Biden administration pulls out of talks with lawyers representing migrants separated at border

246
2
Biden administration pulls out of talks with lawyers representing migrants separated at border

WASHINGTON - The Biden administration pulled out of negotiations with lawyers representing families separated at the border that would have provided them with financial compensation, the American Civil Liberties Union said Thursday.

There is no explanation for not settling these cases other than the Biden administration is unwilling to use literally any political capital to help the young children who have been deliberately abused by our government, said Lee Gelernt, deputy director of the ACLU's Immigrants Rights Project.

Gelernt said that the Biden administration will now be in court not just defending the United States but also the individual federal officials responsible for family separation. These families had been separated by the Trump administration at the border.

NBC News previously reported that the administration had been in talks to offer separated migrant parents and children hundreds of thousands of dollars per person.

The lawyers for these migrants claimed that the families experienced harm when they were separated from each other in a number of cases.

The White House directed requests for comment to the Department of Justice, citing active litigation.
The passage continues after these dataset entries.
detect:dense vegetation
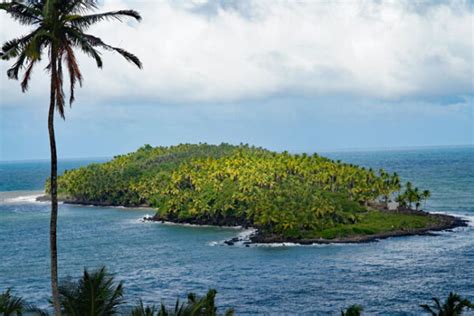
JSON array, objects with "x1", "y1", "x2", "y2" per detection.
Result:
[
  {"x1": 51, "y1": 144, "x2": 432, "y2": 238},
  {"x1": 0, "y1": 267, "x2": 474, "y2": 316}
]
Under President Donald Trump's zero tolerance policy in 2018 and a similar pilot program in 2017, more than 5,600 children were separated from their parents because their parents crossed the border illegally with them. The zero tolerance program was ended by the Biden administration earlier this year.

The Trump administration didn't have a system to reunite the families it separated.

More than 1,000 families were estimated to still be separated from each other by the end of October, according to the White House at the time. In many cases, parents were deported back to their home country while their children were still in the U.S. More than 300 parents of separated children have not been found, according to court records.